Terrence Sejnowski (Salk Institute)
Yoshua Bengio (Mila / U. Montreal)

Yoshua Bengio is Full Professor in the computer science and operations research department at U. Montreal, scientific director and founder of Mila and of IVADO, Turing Award 2018 recipient, Canada Research Chair in Statistical Learning Algorithms, as well as a Canada AI CIFAR Chair. He pioneered deep learning and has been getting the most citations per day in 2018 among all computer scientists, worldwide.

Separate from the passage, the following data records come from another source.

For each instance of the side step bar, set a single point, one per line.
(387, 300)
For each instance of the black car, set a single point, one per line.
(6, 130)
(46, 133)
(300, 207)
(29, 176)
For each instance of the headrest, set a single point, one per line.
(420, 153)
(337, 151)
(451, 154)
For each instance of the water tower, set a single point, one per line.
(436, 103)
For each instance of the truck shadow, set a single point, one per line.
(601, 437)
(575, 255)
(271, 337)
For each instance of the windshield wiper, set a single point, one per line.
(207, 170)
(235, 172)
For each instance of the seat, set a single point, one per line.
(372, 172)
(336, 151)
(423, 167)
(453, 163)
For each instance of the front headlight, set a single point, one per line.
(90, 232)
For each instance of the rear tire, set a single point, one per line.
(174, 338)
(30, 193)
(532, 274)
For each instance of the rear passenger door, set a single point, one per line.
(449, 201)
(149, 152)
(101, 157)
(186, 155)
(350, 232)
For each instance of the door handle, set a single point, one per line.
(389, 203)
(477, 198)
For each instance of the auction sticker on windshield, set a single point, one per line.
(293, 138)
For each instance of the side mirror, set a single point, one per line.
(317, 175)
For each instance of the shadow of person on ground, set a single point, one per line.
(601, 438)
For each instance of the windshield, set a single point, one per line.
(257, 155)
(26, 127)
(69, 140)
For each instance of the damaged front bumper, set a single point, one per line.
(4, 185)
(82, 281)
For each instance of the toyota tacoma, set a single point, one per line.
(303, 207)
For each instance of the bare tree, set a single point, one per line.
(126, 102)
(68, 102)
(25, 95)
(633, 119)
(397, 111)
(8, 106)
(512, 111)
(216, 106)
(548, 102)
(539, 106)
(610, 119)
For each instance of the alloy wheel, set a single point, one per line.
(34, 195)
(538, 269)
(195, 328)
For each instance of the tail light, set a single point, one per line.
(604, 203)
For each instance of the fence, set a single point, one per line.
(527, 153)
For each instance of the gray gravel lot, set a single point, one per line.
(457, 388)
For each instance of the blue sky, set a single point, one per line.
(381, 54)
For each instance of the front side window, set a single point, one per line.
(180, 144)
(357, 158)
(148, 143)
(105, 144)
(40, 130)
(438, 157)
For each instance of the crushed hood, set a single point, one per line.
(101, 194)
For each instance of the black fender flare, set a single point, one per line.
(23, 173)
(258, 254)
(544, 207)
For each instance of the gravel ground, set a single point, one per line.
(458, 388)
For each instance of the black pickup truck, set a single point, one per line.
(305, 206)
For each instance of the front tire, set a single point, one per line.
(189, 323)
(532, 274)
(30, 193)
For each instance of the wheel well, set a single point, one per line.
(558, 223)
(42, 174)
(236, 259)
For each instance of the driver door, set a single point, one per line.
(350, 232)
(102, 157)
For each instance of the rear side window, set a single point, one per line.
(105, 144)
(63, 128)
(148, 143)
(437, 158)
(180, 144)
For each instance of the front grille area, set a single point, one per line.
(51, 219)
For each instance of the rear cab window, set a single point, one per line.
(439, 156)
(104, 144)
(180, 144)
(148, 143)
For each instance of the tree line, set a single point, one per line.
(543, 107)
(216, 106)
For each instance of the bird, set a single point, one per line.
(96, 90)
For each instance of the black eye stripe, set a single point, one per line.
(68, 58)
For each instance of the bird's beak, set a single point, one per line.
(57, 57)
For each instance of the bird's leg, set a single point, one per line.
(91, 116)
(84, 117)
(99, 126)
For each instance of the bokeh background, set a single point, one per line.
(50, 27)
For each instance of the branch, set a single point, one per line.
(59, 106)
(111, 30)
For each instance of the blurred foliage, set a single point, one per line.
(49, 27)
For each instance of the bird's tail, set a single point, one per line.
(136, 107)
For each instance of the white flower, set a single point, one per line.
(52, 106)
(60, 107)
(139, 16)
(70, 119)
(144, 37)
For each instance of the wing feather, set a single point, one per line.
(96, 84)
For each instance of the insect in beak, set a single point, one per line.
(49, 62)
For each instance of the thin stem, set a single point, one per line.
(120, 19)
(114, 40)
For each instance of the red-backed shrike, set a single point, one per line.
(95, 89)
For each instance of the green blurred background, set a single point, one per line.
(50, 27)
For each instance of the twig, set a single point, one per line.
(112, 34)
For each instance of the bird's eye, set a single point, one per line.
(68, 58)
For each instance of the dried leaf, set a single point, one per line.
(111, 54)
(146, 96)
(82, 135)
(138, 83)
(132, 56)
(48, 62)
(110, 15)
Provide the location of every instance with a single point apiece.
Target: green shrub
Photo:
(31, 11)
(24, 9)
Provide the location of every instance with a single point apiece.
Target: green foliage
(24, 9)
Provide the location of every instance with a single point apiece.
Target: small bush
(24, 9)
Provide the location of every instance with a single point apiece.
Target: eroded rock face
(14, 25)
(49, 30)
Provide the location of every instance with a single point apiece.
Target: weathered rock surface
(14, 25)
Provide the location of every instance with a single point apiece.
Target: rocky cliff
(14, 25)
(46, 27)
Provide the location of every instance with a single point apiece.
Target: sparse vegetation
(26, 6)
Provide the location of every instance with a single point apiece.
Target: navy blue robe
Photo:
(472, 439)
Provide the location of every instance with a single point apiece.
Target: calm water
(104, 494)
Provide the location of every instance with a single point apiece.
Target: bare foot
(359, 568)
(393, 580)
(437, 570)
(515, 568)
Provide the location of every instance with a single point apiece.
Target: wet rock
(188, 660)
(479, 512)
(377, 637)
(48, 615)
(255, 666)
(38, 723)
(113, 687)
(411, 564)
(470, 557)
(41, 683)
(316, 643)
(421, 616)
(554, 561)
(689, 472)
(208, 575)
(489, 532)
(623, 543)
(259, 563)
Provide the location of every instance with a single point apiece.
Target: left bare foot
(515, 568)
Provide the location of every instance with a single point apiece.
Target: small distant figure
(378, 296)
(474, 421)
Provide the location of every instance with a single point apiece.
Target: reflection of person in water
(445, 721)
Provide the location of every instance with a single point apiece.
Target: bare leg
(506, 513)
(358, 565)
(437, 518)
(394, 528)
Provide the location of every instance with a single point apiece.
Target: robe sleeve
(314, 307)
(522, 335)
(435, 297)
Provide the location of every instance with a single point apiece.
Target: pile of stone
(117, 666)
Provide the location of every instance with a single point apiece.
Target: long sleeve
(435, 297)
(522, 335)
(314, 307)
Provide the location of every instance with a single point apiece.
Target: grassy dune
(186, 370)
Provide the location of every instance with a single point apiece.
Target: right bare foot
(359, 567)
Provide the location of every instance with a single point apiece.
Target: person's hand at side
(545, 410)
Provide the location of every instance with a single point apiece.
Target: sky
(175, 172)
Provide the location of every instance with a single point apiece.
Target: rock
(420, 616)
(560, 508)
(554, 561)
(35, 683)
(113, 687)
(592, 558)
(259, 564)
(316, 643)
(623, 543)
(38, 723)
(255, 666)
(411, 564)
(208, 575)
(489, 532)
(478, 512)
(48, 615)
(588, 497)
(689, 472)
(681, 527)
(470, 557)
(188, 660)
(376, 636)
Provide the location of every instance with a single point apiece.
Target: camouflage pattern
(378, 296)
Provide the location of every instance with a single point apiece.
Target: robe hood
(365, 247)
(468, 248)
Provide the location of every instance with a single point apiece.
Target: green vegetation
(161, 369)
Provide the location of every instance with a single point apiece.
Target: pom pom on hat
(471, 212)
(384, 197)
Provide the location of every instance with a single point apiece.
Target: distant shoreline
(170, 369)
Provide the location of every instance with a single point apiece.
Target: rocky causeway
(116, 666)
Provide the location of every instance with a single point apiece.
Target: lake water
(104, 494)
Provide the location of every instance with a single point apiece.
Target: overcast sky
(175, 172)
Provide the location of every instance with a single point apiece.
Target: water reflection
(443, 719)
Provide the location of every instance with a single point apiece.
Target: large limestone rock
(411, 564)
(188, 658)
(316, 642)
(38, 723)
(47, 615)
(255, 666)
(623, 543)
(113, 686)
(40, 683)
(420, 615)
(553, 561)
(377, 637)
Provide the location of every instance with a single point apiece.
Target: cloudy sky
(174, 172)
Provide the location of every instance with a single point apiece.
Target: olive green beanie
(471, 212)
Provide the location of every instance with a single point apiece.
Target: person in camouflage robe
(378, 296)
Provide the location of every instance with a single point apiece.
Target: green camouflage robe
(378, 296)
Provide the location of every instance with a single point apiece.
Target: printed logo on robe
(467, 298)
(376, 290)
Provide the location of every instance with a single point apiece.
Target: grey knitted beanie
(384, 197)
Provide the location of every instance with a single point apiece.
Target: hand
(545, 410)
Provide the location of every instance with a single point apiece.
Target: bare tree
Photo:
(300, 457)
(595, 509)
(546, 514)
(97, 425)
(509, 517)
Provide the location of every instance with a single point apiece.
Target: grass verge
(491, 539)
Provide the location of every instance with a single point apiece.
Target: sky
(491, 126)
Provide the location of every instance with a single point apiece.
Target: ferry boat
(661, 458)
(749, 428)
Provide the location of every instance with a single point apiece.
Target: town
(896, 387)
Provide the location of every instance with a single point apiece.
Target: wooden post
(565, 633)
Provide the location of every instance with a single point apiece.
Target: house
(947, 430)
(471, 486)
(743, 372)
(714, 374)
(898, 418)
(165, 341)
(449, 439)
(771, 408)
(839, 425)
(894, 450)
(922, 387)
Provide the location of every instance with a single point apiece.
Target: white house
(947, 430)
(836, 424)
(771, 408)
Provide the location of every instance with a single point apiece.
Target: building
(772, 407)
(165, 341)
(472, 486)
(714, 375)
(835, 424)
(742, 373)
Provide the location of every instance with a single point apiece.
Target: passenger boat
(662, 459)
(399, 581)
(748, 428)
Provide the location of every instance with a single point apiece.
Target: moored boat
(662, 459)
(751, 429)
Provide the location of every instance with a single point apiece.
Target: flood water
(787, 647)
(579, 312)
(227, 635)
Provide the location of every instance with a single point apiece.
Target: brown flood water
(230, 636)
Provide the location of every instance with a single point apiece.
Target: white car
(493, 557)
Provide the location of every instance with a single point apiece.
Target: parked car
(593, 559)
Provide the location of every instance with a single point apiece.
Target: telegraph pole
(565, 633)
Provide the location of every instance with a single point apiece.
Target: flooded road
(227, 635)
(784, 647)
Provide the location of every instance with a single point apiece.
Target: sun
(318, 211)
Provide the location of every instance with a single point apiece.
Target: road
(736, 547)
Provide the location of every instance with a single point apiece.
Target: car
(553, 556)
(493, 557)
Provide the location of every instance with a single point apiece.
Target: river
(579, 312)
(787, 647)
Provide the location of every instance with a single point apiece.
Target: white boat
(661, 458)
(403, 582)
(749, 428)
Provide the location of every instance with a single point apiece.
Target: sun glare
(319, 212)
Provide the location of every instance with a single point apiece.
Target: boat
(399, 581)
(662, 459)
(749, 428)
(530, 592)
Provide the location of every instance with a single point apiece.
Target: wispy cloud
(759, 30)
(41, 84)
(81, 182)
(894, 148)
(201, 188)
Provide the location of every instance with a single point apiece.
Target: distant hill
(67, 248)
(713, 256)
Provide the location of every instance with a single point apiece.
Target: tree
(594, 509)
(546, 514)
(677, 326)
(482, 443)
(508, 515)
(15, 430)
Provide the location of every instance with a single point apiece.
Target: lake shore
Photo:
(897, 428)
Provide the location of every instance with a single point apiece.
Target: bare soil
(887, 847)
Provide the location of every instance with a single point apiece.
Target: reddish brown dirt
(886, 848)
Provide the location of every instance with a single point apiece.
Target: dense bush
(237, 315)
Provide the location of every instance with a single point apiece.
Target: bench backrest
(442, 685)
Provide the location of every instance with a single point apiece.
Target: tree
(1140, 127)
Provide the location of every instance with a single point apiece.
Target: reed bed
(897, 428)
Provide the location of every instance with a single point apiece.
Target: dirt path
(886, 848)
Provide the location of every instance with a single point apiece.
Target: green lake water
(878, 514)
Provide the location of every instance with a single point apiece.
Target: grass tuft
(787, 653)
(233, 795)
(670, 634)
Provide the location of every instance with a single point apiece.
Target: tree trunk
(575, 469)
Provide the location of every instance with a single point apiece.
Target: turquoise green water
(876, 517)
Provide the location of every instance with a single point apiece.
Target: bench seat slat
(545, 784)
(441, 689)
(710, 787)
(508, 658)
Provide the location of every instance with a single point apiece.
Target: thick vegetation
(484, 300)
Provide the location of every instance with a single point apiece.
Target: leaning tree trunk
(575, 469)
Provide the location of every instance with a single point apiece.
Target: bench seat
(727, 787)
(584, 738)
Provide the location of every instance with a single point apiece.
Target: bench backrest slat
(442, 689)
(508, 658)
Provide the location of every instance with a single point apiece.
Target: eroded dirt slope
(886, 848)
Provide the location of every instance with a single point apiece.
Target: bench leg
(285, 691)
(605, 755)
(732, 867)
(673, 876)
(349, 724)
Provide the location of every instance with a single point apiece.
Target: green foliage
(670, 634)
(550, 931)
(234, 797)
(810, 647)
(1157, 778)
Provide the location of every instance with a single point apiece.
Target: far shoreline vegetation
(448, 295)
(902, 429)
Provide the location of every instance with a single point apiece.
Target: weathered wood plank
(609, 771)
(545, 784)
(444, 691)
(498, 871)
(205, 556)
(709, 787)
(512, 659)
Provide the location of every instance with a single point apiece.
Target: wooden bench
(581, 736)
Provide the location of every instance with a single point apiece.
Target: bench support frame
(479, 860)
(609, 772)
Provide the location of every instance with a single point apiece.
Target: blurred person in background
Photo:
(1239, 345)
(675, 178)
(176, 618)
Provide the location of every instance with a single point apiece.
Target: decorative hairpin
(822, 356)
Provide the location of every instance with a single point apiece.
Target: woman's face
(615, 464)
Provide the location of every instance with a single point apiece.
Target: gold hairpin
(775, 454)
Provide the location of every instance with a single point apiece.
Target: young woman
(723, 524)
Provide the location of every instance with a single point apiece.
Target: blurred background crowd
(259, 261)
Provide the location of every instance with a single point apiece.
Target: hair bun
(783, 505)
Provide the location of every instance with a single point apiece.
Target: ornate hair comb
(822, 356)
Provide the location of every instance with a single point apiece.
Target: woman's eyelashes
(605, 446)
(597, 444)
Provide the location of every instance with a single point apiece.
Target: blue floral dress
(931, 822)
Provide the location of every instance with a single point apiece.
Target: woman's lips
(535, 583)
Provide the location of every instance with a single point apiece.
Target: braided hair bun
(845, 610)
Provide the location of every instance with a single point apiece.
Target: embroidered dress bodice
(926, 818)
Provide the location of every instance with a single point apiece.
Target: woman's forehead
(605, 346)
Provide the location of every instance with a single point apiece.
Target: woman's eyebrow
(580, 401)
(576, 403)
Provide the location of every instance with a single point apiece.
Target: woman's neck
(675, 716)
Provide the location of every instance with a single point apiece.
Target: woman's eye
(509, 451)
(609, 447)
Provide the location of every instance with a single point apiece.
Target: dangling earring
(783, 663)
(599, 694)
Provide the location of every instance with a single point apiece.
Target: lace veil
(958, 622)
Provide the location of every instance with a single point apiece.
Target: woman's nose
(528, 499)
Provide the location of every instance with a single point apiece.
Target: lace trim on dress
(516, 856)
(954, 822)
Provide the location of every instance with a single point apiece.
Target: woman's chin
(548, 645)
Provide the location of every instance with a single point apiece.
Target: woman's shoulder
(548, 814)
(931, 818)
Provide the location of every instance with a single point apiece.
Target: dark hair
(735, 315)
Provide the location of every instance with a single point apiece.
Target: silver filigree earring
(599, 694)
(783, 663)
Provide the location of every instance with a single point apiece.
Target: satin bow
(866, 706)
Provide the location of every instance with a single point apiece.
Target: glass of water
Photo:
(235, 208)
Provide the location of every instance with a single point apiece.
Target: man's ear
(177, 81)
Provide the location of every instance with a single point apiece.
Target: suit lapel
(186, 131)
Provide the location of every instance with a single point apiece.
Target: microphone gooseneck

He is an officer of the Order of Canada, member of the Royal Society of Canada, was awarded the Killam Prize, the Marie-Victorin Prize and the Radio-Canada Scientist of the year in 2017, and he is a member of the NeurIPS advisory board and co-founder of the ICLR conference, as well as program director of the CIFAR program on Learning in Machines and Brains. His goal is to contribute to uncover the principles giving rise to intelligence through learning, as well as favour the development of AI for the benefit of all.

Judea Pearl (UCLA)

Judea Pearl is a professor of computer science and statistics at UCLA. He is a graduate of the Technion, Israel, and has joined the faculty of UCLA in 1970, where he conducts research in artificial intelligence, causal inference and philosophy of science. Pearl has authored three books: Heuristics (1984), Probabilistic Reasoning (1988), and Causality (2000;2009), the latter won the Lakatos Prize from the London School of Economics. He is a member of the National Academy of Engineering, the American Academy of Arts and Sciences, and a Fellow of the IEEE, AAAI and the Cognitive Science Society. Pearl received the 2008 Benjamin Franklin Medal from the Franklin Institute and the 2011 Rumelhart Prize from the Cognitive Science Society. In 2012, he received the Technion's Harvey Prize and the ACM Alan M. Turing Award.